If the client sends 'qwerty\r\n' everything is fine and the password get stored in the variable. But sometimes, depending on how broken the telnet client are, the client will send 'qwerty\r\000' instead and then my application will hang at 'password = raw_input()' forever.

Any suggestions?

It sounds like you might want to use a real implementation of the telnet
protocol in your application.  Such an implementation would deal with the
fact that telnet encodes \r as \r\0 for you.

Twisted includes a telnet implementation, as well as facilities for reading
stdin asynchronously (which will let you avoid indefinite hangs).
I running this script inside a wrapper (honeyd), so i cant really use twisted since i dont have raw network access - i only got stdout, stdin and stderr to play with.

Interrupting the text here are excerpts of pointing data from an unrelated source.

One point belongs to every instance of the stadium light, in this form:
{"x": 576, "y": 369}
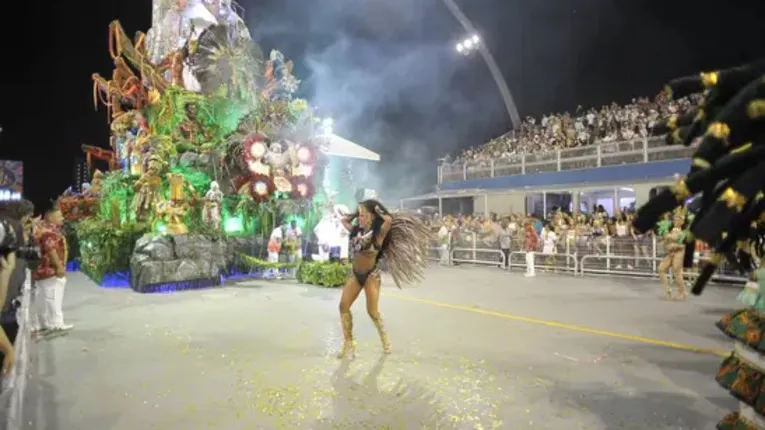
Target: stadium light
{"x": 468, "y": 45}
{"x": 475, "y": 43}
{"x": 327, "y": 125}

But i found a solution, posting it here for the archives:

password = ""
while 1:
   c = sys.stdin.read(1)
   if c == '\r' or c == '\n':
       break
   password = password + c


Glad you figured something out.  Just for the record, you can use Twisted
to write applications that interact with stdio, so the fact that you're
using honeyd doesn't prevent you from using Twisted.